Peter Jackson a consacré une énorme partie de sa vie à la création de ces films et, pris dans leur ensemble, ils constituent un accomplissement majeur. "Le Hobbit" aurait peut-être été mieux servi s'il n'avait été qu'un seul film : en forçant l'action à être condensée en une seule ligne de fond, la narration aurait eu plus d'urgence, il y aurait eu moins de place pour le "gras" de l'histoire, il n'y aurait eu aucune déviation de ses thèmes généraux. L'aspect de la construction du monde dans les films est passionnant, et certains espaces créés dans les trois films "Le Hobbit" sont inoubliables.
Mais ce petit quelque chose de magique manque dans "Bataille". On en a des aperçus, des aperçus d'une véritable émotion : l'amitié entre Thorin et Bilbo, Bilbo qui se retourne pour regarder la rangée de nains qui se tient dans l'embrasure de la porte, la dernière conversation avec Gandalf et le dernier moment du film. Ces moments sont beaux ; ces moments sont présentés de manière concise, forte et ouverte. Voilà, l'histoire est là.

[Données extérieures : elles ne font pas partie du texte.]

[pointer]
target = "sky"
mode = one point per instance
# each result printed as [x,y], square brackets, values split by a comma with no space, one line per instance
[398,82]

Tolkien a compris l'attrait du foyer, d'une bonne pipe et d'un bon feu de cheminée, d'être entouré de ceux qui vous connaissent, où la vie est sûre et où votre rôle est défini. Bilbo Baggins est poussé hors de sa zone de confort et doit trouver des solutions dans des circonstances extraordinaires. Frodon a eu le même rôle dans la trilogie du "Seigneur des anneaux". Ces voyages sont épiques, mais ils s'appuient sur des détails familiers qui nous permettent de comprendre et de sympathiser. Les hobbits sont constamment sous-estimés. Ils se sous-estiment eux-mêmes. L'œuvre de Tolkien fait appel à une grande anxiété universelle : serais-je à la hauteur d'une tâche similaire ? Comment m'en sortirais-je si on m'appelait ? Serais-je courageux ? Ou est-ce que je céderais ? Dans ses meilleurs moments, les films de Jackson approfondissent ces questions. "La désolation de Smaug", le deuxième volet de la trilogie, que j'ai adoré, est le plus fort des trois films, car il n'oublie jamais qu'au cœur de celui-ci se trouve une petite créature qui est submergée par la peur, et qui doit quand même être courageuse.